History of Coffee in Papua New Guinea
As a country, Papua New Guinea is a bit of a wild frontier, where tribes exist who've had little contact with the modern world, if at all. Meanwhile, the political system seems to perpetually border on melt-down. Still, this small neighbour of Indonesia manages to maintain a fairly reputable, albeit small, coffee industry becoming increasingly well known for its quality.
Papua New Guinea's first coffee plants were recorded in the 1800s, but it wasn't until the 1920s that commercial production really took off. Since then, its been a series of highs and lows for the Papua New Guinea's coffee trade. The 1960s were boom time, with improvements in infrastructure making it easier to transport coffee. In the 1970s, a slump in the Brazillian coffee market due to frost offered a further boost to Papua New Guinea's economy.
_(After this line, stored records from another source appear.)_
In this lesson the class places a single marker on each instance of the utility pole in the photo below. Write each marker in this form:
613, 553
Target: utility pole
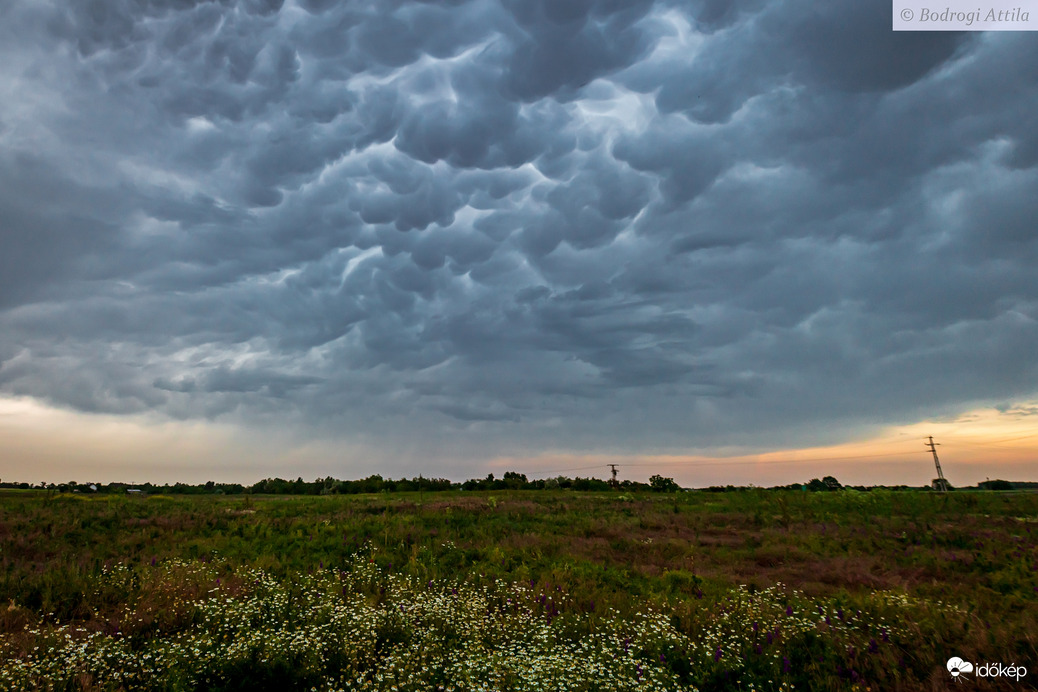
939, 482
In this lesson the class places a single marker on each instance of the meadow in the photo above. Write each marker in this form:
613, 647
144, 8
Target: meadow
749, 589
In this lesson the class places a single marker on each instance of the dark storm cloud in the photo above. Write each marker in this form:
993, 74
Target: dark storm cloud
515, 225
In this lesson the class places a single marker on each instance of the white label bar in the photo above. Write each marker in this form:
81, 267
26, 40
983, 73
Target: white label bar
965, 16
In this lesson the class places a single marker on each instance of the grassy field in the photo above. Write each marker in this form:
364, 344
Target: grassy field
517, 590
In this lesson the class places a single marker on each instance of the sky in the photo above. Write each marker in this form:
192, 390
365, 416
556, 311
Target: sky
728, 242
Since then, the coffee industry has faced numerous hurdles. The 1980s coffee boom saw many plantation owners incur debts that they later couldn't pay off. After a peak in the 1990s, a depression in coffee prices in the late 1990s dealt Papua New Guinea yet another blow.
Today, the country's poor infrastructure and frequent hijackings are a major hurdle for Papua New Guinea. Some of the larger coffee producers report losing up to 50% of their produce due to theft each year. As a result, production and exports have been declining. In 2009, coffee was reported to be responsible for 18.5% of the country's agricultural exports and just 4.7% of total export revenue (compared to 38% and 13% in the 1990s). However, current movements by the private and public sectors have helped moved Papua New Guinea towards greater sustainability, better soil quality, and improved education of farmers, which has resulted in some notable coffees coming out of this country and are well worth seeking out (provided the thieving bandits don't beat you to it).
Characteristics of Papua New Guinea Coffee
Papua New Guinea's coffee quality has improved in recent years thanks to better quality assurance and testing processes at the country's wet processing factories. More than 90% of the coffee grown in Papua New Guinea is on smallholder farms or small village "coffee gardens", while the rest are grown on large plantations, and there's a distinct difference in their taste profiles, largely due to the way the beans are processed.
Estate coffees (graded A, X, C and PB) are weighed and pulped at a central facility on the farm, then are washed and fermented for 24 hours before being dried in the sun. The result is a clean, mild flavour with balanced acidity - Sigri is one of the more famous estate coffees, famously smooth and well rounded, considered by some to be among the best estate coffees from Papua New Guinea.
Smallholder coffees, by contrast, live a bit more on the country's wild side. The coffee is typically Y grade or Premium Smallholder Coffee (PSC) grade, grown in the wilderness of the Western and Eastern Highlands, picked by hand and processed in a central processing plant - it's here where the coffee takes on its characteristic flavours, which often results in something quite wild and fruity.